Sábado, 17 de octubre de 1998 EL MUNDO periodico


Japón cierra el plan de salvamento de los bancos en crisis

El Gobierno logra el apoyo parlamentario para disponer de 72,6 billones de pesetas

ARTURO ESCANDON

Especial para EL MUNDO

TOKIO.- El Parlamento japonés aprobó ayer una inyección billonaria adicional de fondos públicos para liquidar los bancos quebrados, socorrer a los que podrían sobrevivir a la actual crisis financiera, auxiliar a las entidades solventes y prestar cooperación a las instituciones que estén dispuestas a adquirir negocios o acciones de los bancos que serán nacionalizados según el esquema aprobado el pasado día 12.

El paquete legislativo es la segunda y última parte del plan de saneamiento y estabilización financiera, destinado a poner fin a la esclerosis que viene sufriendo desde hace una década el sistema bancario japonés, a causa de los cerca de 100 billones de yenes en créditos irrecuperables que se generaron después del estallido de la burbuja económica.

El plan prevé el uso de un total de 60 billones de yenes (72,6 billones de pesetas) para sanear a la banca en crisis. De estos, se destinarán 18 billones a la liquidación de los bancos insolventes; 25 billones a la recapitalización de las entidades considerados débiles, pero que podrían resistir la crisis; y 17 billones a la protección de los depósitos.

La promulgación de esta serie de leyes establece las bases para la estabilización del sistema financiero, declaró victorioso el primer ministro, Keizo Obuchi, tras el cierre de la sesión parlamentaria.

La aprobación del controvertido plan, por una amplia mayoría del Senado (158 votos a favor; 87 en contra), ha sido considerada como el mayor triunfo político del primer ministro y su partido, el Partido Liberal Demócrata (PLD).

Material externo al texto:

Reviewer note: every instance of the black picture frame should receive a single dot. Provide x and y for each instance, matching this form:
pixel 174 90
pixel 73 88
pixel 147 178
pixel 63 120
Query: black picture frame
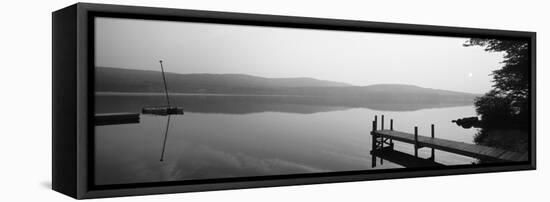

Obuchi y el PLD tuvieron que convencer a varias agrupaciones opositoras menores de las bondades de su propuesta, para lograr así que el Senado aprobara el paquete legislativo justo el día de cierre de la sesión extraordinaria.

Mayor fuerza

El retraso se debió a que la mayor fuerza de la oposición, el Partido Demócrata, rechazó hasta el final la propuesta de inyectar dinero de los contribuyentes a los bancos solventes, ya que considera que es inmoral el uso de fondos públicos para reparar los errores de instituciones que operan en un sistema de mercado libre.

A diferencia del Partido Demócrata, el PLD estima que la utilización de fondos públicos solamente para liquidar o nacionalizar los bancos quebrados, si bien representa un gran paso adelante, no pone fin al credit crunch (reducción del crédito) en el que está sumida la economía japonesa. Este fenómeno ha provocado ya el mayor número de bancarrotas y la recesión más grave de la Historia del país desde la Segunda Guerra Mundial.

Con la medida aprobada, que fijado el plan de rescate del afligido sistema financiero japonés, en el que los multimillonarios impagados crediticios que soporta la banca privada han contribuido a empeorar la crisis económica que padece el país desde el pasado año, que ha colocado el desempleo en el 4,3% y paralizado el consumo interno.

El PLD cree que el Gobierno debe favorecer a las instituciones que mejor podrían contribuir al otorgamiento de créditos frescos a la industria: los bancos cuya solvencia esté debilitada, pero sean viables, y las instituciones sanas que podrían fusionarse con las entidades nacionalizados.

Pese a los buenos augurios gubernamentales, se cree que será difícil que los bancos viables y solventes pidan por iniciativa propia una mano al Gobierno, puesto que el sólo hecho de formalizar una petición de fondos -que contribuiría a su capitalización- marcaría internacionalmente a dichas instituciones.

Tanto el Gobierno como el Banco de Japón insistieron en que los 18 mayores bancos japoneses tendrán que aceptar el plan aprobado ayer.

Para determinar la condición de salud de cada institución y el plan al que deberá someterse, una comisión independiente realizará, de forma conjunta con el Ministerio de Finanzas, un minucioso examen de solvencia.